The following day, the authorities closed off a path through the center of Moscow, and Putin’s cortege drove to the Kremlin for his inauguration through empty streets, an image that has come to symbolize his growing estrangement from Moscow’s urban electorate, who gave him less than half of the popular vote in the presidential ballot in March. Since then, the state has moved to stop the swell in civil activism. Putin signed a law last week that raised the fines for participating in an unsanctioned protest to around $10,000. The raids on organizers’ homes seemed to be the next installment of this crackdown.
In its statement from Monday, the day when most of the raids were conducted, the Investigative Committee said that it had confiscated “no less than” 1 million euros “placed in more than 100 envelopes” from the apartment of Ilya Yashin, an opposition leader, and Ksenia Sobchak, a television celebrity who has also joined the movement. “The investigation is trying to determine the source of this currency and what it was meant for,” the statement said, apparently hinting at the government’s dubious claim that protestors are paid to attend rallies.
On Tuesday, the day of the second “March of Millions,” the committee ordered most of the leading activists to appear for interrogations, preventing them from speaking at the rally. Navalny and several others complied. But rather than scaring the protesters away, the raids seemed to increase the turnout. Several of the demonstrators marching through Moscow told me they might not have come if they had not heard about the raids the day before. “I was at my dacha [summer home] in the suburbs, but decided to come back when I read the news online,” said Yury Arkhipov, a middle-aged businessman, who had two white ribbons tied to the back of his baseball cap. In the end, around 50,000 people took part in the march.
When they reached the rally site, unimpeded by the troops who stood by in dozens of city buses and army trucks, the speakers had more to talk about than hackneyed slogans of “Russia without Putin!” “The crooks and thieves are panicking,” said Sergei Udaltsov, an opposition leader who refused to show up for the interrogation on Tuesday. “Our rally is taking place under unprecedented circumstances. Massive raids, arrests, criminal charges, this monstrous new law against protests. All of this meant to repress our activism.” The raids became the leitmotif for all the speeches at the rally, whose leaders have otherwise struggled to keep the movement’s messages coherent.

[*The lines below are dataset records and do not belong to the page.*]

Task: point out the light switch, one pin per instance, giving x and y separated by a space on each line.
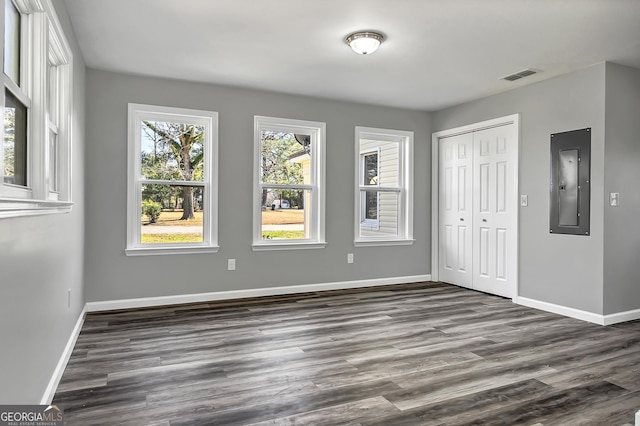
614 199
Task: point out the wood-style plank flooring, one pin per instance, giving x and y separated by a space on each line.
416 354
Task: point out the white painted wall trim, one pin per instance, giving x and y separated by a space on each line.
619 317
241 294
561 310
50 391
599 319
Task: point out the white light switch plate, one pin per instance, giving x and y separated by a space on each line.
614 199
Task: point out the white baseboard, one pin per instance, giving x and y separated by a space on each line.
599 319
64 359
621 317
144 302
561 310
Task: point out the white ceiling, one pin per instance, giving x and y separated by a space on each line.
438 53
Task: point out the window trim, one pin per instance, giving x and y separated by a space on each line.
404 189
135 180
41 31
317 131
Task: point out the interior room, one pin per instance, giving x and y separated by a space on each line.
284 212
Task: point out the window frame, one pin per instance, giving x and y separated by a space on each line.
404 188
209 119
41 33
316 225
372 224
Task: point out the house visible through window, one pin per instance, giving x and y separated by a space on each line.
384 188
289 207
172 188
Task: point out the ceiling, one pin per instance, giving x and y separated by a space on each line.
437 53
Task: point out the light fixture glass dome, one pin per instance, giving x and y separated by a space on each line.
364 42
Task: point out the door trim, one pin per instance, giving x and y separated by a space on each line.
435 186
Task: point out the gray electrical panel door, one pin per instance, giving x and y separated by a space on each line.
570 180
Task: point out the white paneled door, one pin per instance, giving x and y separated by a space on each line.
478 210
456 219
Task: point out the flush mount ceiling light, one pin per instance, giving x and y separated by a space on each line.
364 42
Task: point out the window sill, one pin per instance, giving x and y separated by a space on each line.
371 243
153 251
287 246
11 207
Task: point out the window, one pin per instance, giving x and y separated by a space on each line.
289 184
384 190
370 205
172 191
36 154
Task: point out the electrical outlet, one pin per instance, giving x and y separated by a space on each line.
231 264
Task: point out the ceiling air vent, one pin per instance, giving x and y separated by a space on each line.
519 75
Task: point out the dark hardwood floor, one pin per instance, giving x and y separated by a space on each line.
416 354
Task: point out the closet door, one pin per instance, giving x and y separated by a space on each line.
455 205
494 210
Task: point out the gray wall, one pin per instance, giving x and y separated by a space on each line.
622 174
111 275
41 257
560 269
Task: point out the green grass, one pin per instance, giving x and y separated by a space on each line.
171 238
289 235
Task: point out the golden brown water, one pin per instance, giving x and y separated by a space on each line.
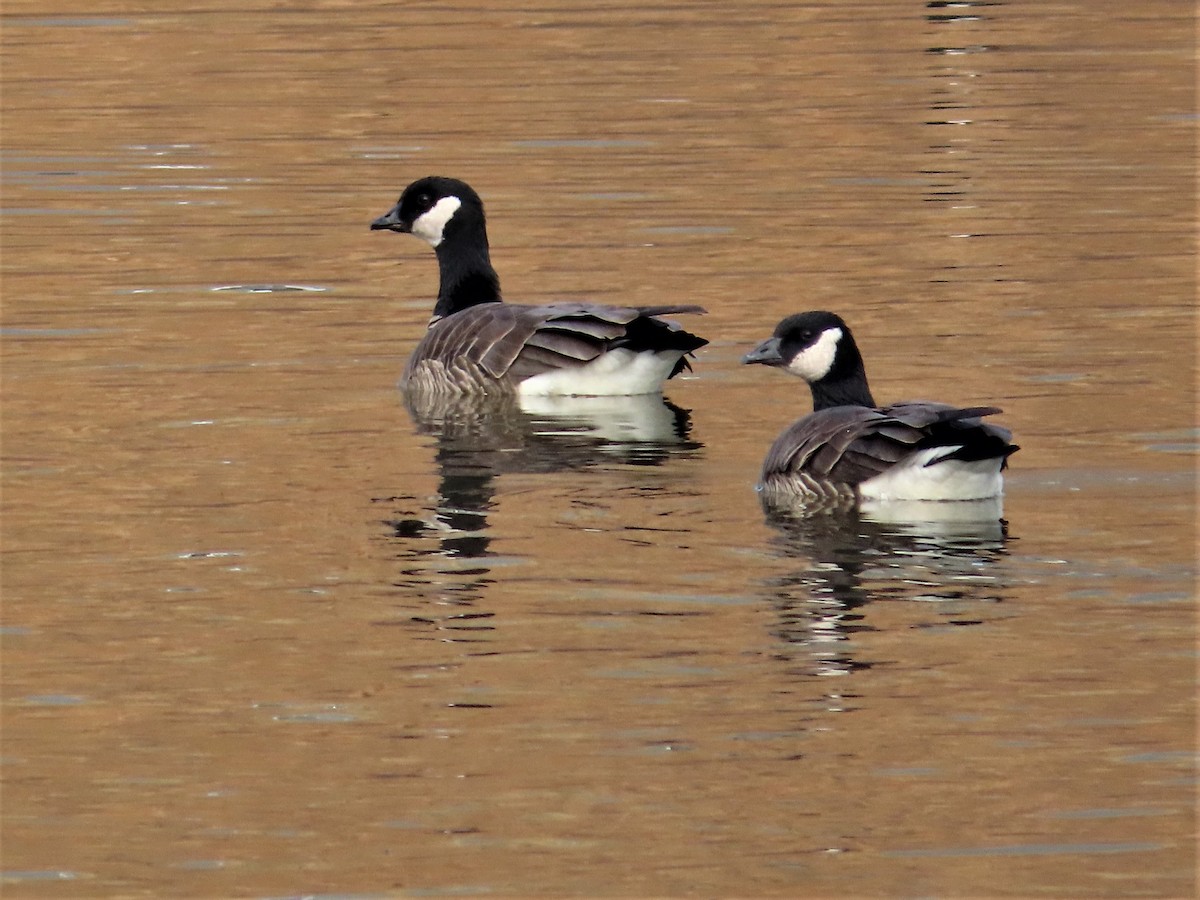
268 635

So if anything, the attempt to scare the leadership of the opposition has only invigorated it, and the authorities, having perhaps realized their mistake, are again backing off. No arrests were made at the march itself, and the detectives were “sweet as can be” during the interrogations afterward, Baronova says. “They probably realized they’d gone too far.” The next march through Moscow is now being planned for Oct. 7, Putin’s birthday, and Udaltsov has called for a nationwide political strike to start the same day. That would be another escalation in the stand-off that has shaken Russia’s political life awake in the last six months, and the government will likely respond with an escalation of their own. Dozens of activists are still being investigated in connection with the violence of May 6, and five of them are in jail awaiting trial. “But at a certain point, an activist is more useful to the cause from behind bars,” Baronova told me from her hideout in the suburbs. “So if it’s my time to go, I’ll go.”